Just a few days ago, we realized that issues coming from our gevent-based process were not being properly reported to our Sentry. We fixed the issue and observed that we’re getting about 2.5k DB collisions per day reports again. And once more the query the table where most of collisions happen is ‘im_chat_presence’.

As a workaround we simply reduced the update rate for that table. But a better solutions needed to be found.

Cross-tab polling

By looking better our users’ usage pattern, we discovered that users switch from tab to tab regularly and thus the polling is still high. So we went down the path of figuring out a way to have a single polling connection even when many were opened.

I remembered the Local Storage API and went down to write a simple proof of concept of listening events of the localStorage from different tabs. The proof of concept yielded good results, and so I turned to Google and search for “cross-tab communication” and found the tabex library.

After that, replacing the implementation of the bus for a new one that was based on a exchanged between tabs was not very hard. These are the commits done in our branch (in reverse topological order as in git log):

0555434 * bus: Clarify the channel delay in polls.
d10a1b5 * bus: Checks for the right state.
af4a6dc * bus: Add language tag in the documentation.
636490b * im_chat: Revert "Reduce the presure on im_chat_presence table."
eda7638 * bus: Don't notify if not in polling state.
4d09ac6 * web_celery: Use a dedicated bus exchange for jobs.
84239e3 * im_chat: Beep only in the master tab.
2cb27da * Improve the bus to allow tab synchronization.
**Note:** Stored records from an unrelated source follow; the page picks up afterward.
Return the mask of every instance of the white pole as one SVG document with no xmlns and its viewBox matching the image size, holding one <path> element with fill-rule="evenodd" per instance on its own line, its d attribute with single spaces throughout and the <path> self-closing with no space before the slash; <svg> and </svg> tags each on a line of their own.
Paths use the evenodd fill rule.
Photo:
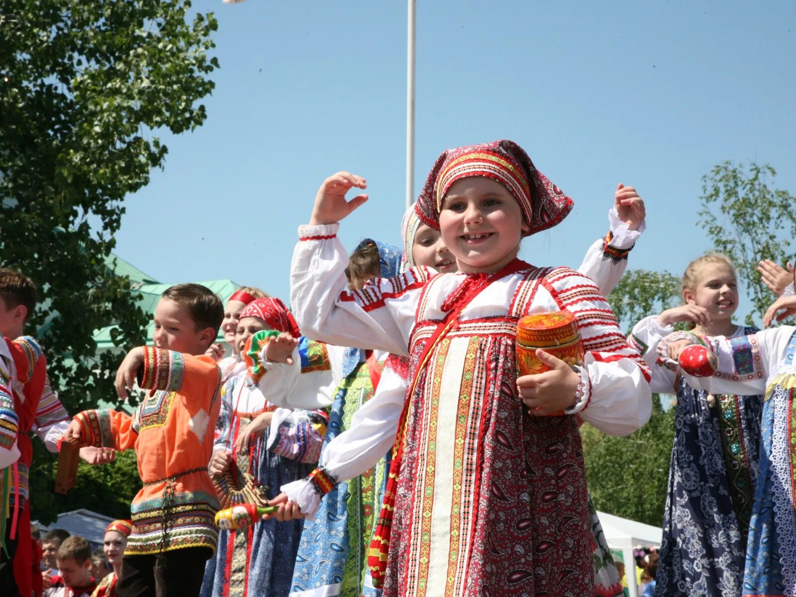
<svg viewBox="0 0 796 597">
<path fill-rule="evenodd" d="M 636 559 L 633 556 L 633 548 L 622 549 L 622 559 L 625 562 L 625 575 L 627 576 L 627 593 L 630 597 L 638 597 L 638 584 L 636 583 Z"/>
<path fill-rule="evenodd" d="M 406 206 L 415 201 L 415 21 L 416 0 L 408 0 L 406 53 Z"/>
</svg>

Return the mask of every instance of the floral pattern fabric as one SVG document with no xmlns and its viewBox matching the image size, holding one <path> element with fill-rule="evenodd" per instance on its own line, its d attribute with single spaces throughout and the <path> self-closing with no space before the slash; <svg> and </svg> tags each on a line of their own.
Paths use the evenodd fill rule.
<svg viewBox="0 0 796 597">
<path fill-rule="evenodd" d="M 677 389 L 655 595 L 740 597 L 763 397 Z"/>
</svg>

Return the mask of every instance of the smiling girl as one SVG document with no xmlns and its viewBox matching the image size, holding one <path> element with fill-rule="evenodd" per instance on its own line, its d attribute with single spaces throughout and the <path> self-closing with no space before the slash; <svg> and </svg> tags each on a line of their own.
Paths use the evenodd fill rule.
<svg viewBox="0 0 796 597">
<path fill-rule="evenodd" d="M 114 521 L 107 525 L 102 548 L 105 559 L 113 567 L 113 572 L 100 582 L 92 597 L 114 597 L 116 595 L 116 583 L 122 572 L 122 558 L 127 546 L 127 537 L 132 530 L 133 523 L 131 521 Z"/>
<path fill-rule="evenodd" d="M 657 366 L 673 324 L 696 324 L 690 336 L 739 338 L 757 331 L 736 326 L 738 283 L 719 253 L 691 262 L 683 275 L 682 306 L 648 317 L 631 345 L 652 369 L 652 391 L 676 393 L 675 436 L 663 519 L 656 595 L 739 597 L 760 449 L 762 396 L 713 396 Z M 685 334 L 685 333 L 683 333 Z M 674 337 L 672 337 L 674 338 Z"/>
<path fill-rule="evenodd" d="M 417 213 L 440 230 L 459 272 L 410 267 L 349 293 L 338 222 L 367 200 L 346 192 L 365 185 L 345 172 L 322 185 L 299 228 L 291 302 L 314 337 L 411 357 L 408 400 L 378 425 L 398 442 L 371 548 L 374 583 L 388 596 L 593 595 L 574 415 L 618 413 L 617 427 L 634 431 L 640 412 L 649 416 L 649 372 L 591 279 L 517 259 L 521 238 L 557 224 L 572 200 L 513 142 L 446 151 Z M 560 310 L 576 317 L 584 365 L 540 351 L 551 370 L 517 379 L 518 318 Z M 305 498 L 334 486 L 322 466 L 311 477 L 315 495 L 280 496 L 278 518 L 301 516 Z"/>
</svg>

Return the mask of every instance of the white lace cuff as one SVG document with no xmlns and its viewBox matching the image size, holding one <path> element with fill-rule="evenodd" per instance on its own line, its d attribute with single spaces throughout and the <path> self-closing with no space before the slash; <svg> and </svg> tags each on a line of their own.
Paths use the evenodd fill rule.
<svg viewBox="0 0 796 597">
<path fill-rule="evenodd" d="M 339 222 L 335 222 L 334 224 L 319 224 L 317 226 L 302 224 L 298 227 L 298 240 L 325 240 L 326 239 L 337 236 L 339 230 Z"/>
<path fill-rule="evenodd" d="M 591 401 L 591 380 L 589 378 L 589 372 L 584 367 L 577 365 L 572 369 L 577 373 L 580 380 L 578 382 L 578 389 L 575 392 L 577 402 L 572 408 L 564 411 L 568 415 L 576 415 L 585 410 Z"/>
<path fill-rule="evenodd" d="M 282 486 L 281 489 L 287 495 L 287 499 L 296 504 L 301 508 L 301 511 L 306 514 L 307 520 L 315 520 L 318 509 L 321 507 L 322 496 L 318 493 L 311 480 L 298 479 Z"/>
<path fill-rule="evenodd" d="M 642 236 L 642 232 L 646 229 L 646 220 L 638 224 L 635 230 L 630 230 L 627 224 L 619 220 L 619 216 L 615 208 L 608 210 L 608 225 L 611 228 L 611 243 L 609 246 L 618 249 L 630 249 L 635 244 L 636 240 Z"/>
</svg>

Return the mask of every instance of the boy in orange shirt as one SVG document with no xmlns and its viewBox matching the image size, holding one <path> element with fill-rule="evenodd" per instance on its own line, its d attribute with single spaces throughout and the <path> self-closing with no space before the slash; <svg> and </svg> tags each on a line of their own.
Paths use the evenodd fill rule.
<svg viewBox="0 0 796 597">
<path fill-rule="evenodd" d="M 216 549 L 219 509 L 207 463 L 220 376 L 205 352 L 223 318 L 221 301 L 209 289 L 166 289 L 155 308 L 154 346 L 131 350 L 116 374 L 121 398 L 136 378 L 150 390 L 135 414 L 84 411 L 64 434 L 79 445 L 135 450 L 143 487 L 131 506 L 119 597 L 199 595 L 205 561 Z"/>
</svg>

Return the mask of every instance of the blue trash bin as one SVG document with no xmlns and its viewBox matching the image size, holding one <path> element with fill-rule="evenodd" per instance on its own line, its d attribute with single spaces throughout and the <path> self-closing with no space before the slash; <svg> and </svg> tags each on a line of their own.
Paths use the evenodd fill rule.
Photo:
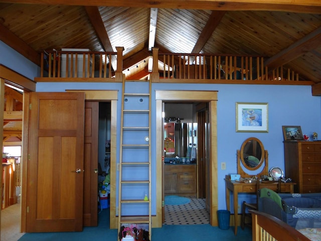
<svg viewBox="0 0 321 241">
<path fill-rule="evenodd" d="M 218 210 L 217 217 L 219 227 L 221 229 L 228 229 L 230 228 L 230 215 L 231 212 L 227 210 Z"/>
</svg>

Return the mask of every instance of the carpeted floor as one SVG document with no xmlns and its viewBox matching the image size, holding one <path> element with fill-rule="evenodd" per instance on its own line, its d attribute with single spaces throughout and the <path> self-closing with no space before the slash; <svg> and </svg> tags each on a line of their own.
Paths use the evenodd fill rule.
<svg viewBox="0 0 321 241">
<path fill-rule="evenodd" d="M 190 202 L 182 205 L 166 205 L 164 225 L 204 224 L 210 223 L 210 213 L 205 199 L 190 198 Z"/>
</svg>

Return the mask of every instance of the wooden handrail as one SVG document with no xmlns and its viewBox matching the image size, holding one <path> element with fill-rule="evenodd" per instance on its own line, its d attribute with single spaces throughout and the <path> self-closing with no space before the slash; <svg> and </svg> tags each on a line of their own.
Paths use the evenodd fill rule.
<svg viewBox="0 0 321 241">
<path fill-rule="evenodd" d="M 121 81 L 124 48 L 116 48 L 117 52 L 44 51 L 41 53 L 40 77 L 35 80 L 46 81 L 48 78 L 50 80 L 47 81 Z M 195 83 L 197 79 L 199 83 L 313 84 L 283 66 L 273 68 L 265 66 L 267 58 L 264 56 L 159 53 L 157 48 L 153 48 L 152 52 L 152 82 Z M 112 59 L 115 60 L 113 65 Z M 161 69 L 158 61 L 164 64 Z M 118 69 L 114 69 L 113 66 Z"/>
</svg>

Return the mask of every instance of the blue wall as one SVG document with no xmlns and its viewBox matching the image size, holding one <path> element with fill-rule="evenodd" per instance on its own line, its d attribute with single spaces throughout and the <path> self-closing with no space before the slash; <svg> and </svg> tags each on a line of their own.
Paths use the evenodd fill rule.
<svg viewBox="0 0 321 241">
<path fill-rule="evenodd" d="M 0 41 L 0 64 L 34 80 L 40 75 L 40 68 Z"/>
<path fill-rule="evenodd" d="M 6 51 L 6 58 L 3 49 Z M 0 42 L 0 63 L 33 79 L 37 68 L 21 55 Z M 25 63 L 25 62 L 26 63 Z M 30 66 L 30 67 L 29 67 Z M 18 67 L 19 69 L 18 69 Z M 29 69 L 30 67 L 30 69 Z M 18 71 L 19 70 L 19 71 Z M 136 82 L 137 83 L 137 82 Z M 139 87 L 139 84 L 136 85 Z M 269 168 L 278 166 L 284 170 L 284 153 L 282 126 L 300 126 L 304 134 L 311 138 L 313 132 L 321 135 L 321 102 L 320 97 L 312 96 L 311 86 L 296 85 L 256 85 L 233 84 L 162 84 L 152 85 L 152 123 L 155 123 L 155 90 L 217 90 L 217 147 L 218 208 L 226 208 L 225 176 L 237 172 L 236 151 L 247 138 L 255 137 L 263 143 L 269 154 Z M 108 83 L 39 83 L 37 91 L 64 91 L 65 89 L 118 90 L 117 119 L 120 119 L 121 84 Z M 235 102 L 267 102 L 267 133 L 236 133 Z M 117 136 L 120 136 L 120 126 Z M 154 128 L 152 126 L 151 140 L 154 142 Z M 151 143 L 155 147 L 155 143 Z M 119 144 L 117 143 L 119 150 Z M 152 149 L 154 156 L 155 150 Z M 117 151 L 117 160 L 119 160 Z M 152 158 L 152 160 L 154 160 Z M 117 161 L 118 162 L 118 161 Z M 221 163 L 226 162 L 226 169 L 221 170 Z M 153 173 L 156 173 L 154 168 Z M 286 176 L 286 173 L 285 173 Z M 153 182 L 152 198 L 155 195 L 155 182 Z M 239 200 L 242 200 L 239 197 Z M 155 210 L 154 206 L 153 210 Z"/>
</svg>

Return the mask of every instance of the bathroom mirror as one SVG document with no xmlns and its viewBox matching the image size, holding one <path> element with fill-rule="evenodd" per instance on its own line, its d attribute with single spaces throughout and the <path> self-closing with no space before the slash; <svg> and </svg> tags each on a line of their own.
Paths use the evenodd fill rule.
<svg viewBox="0 0 321 241">
<path fill-rule="evenodd" d="M 241 149 L 238 150 L 238 173 L 241 177 L 247 177 L 256 175 L 266 175 L 268 172 L 267 151 L 259 139 L 251 137 L 242 143 Z M 259 169 L 259 173 L 255 171 Z M 254 174 L 250 175 L 250 173 Z"/>
</svg>

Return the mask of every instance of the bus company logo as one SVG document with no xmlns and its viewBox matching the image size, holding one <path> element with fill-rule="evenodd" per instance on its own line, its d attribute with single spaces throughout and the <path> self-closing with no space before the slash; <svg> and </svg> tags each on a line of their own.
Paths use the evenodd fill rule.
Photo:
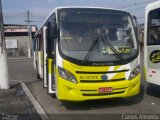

The file addons/bus/static/src/js/bus.rst contains the new design explained.

A few weeks ago I did the first merge our 8.0 changes into the 9.0 branch. On the process I realized that Odoo 9.0’s bus was improved and now contains the a cross-tab communication feature.

So probably I end up backporting their implementation into 8.0.

Notes

[1]Of course it allows the web app to change the window’s title when then user has an unread message, but in our case this notification is also unneeded, because the message is actually being read in another tab.